Salute, per non ritrovarsi più a dover ammodernare le strutture sanitarie nel mezzo di un’emergenza. Misure per favorire la ripresa della natalità. Sono solo titoli e sottotitoli delle sei missioni contenute nel Piano, insieme a una filosofia che Draghi ha spiegato e ripetuto varie volte: parità tra uomini e donne e, almeno come tendenza, riduzione del divario Nord-Sud, aggravato da questi ultimi anni di abbandono.
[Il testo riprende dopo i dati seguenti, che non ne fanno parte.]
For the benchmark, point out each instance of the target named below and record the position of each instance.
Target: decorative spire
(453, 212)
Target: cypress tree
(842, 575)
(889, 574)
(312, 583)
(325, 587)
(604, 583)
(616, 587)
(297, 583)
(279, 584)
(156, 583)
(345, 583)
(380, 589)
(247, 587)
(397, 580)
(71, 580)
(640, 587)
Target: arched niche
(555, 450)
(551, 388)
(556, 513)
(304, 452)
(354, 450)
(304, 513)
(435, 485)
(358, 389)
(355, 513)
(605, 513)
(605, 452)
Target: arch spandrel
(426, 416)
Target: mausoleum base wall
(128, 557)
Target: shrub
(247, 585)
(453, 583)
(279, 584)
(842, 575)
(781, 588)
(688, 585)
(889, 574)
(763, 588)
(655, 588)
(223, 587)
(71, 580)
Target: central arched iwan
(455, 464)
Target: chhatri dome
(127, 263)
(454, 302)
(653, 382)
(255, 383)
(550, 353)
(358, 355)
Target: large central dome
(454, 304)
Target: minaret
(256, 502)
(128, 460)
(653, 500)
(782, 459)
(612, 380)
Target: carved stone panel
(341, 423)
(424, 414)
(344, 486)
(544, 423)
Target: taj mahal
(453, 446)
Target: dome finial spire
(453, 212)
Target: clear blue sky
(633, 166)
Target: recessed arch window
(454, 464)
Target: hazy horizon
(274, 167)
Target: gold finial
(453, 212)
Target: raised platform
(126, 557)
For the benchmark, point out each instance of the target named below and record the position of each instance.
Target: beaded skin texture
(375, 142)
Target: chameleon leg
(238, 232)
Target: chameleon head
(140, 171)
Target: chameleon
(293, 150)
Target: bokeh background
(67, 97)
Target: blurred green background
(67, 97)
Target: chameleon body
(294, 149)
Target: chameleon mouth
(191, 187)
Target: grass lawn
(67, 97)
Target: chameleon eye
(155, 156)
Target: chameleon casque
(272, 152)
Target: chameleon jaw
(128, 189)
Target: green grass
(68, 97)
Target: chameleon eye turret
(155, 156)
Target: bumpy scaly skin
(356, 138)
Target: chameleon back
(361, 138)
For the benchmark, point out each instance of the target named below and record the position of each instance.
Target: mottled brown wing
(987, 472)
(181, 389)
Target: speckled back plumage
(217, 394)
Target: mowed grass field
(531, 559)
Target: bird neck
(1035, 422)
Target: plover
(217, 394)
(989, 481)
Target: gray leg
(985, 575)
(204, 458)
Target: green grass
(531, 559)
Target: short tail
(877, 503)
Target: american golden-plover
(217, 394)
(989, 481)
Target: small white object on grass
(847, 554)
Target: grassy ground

Per fare tutto questo ci sono 248 miliardi, oppure, secondo altri calcoli, 261: cifre mai viste, assegnate a un Paese, come il nostro, che ha sempre avuto difficoltà a impiegare i fondi europei, o li ha fatti perdere in mille rivoli, senza alcun effetto significativo. Cosa spinge allora Draghi a ritenere che stavolta le cose possano andare diversamente? Non a caso il premier ha citato De Gasperi e la stagione del Dopoguerra. Per certi versi, non è un’esagerazione, la situazione è analoga. Il Covid ha distrutto l’Italia: non ha spianato le città come i bombardamenti, ma ha diffuso il veleno del virus che ha portato i morti a oltre 120 mila, colpito negli affetti migliaia e migliaia di famiglie, fermato le imprese, addormentato i mercati, messo a rischio milioni di posti di lavoro. Solo un forte intervento dall’alto, come fu appunto quello della Ricostruzione, e soltanto un diffuso impegno della gente può segnare il destino, imponendogli una svolta che di qui ai prossimi cinque, sei, sette anni cambi completamente il volto del Paese.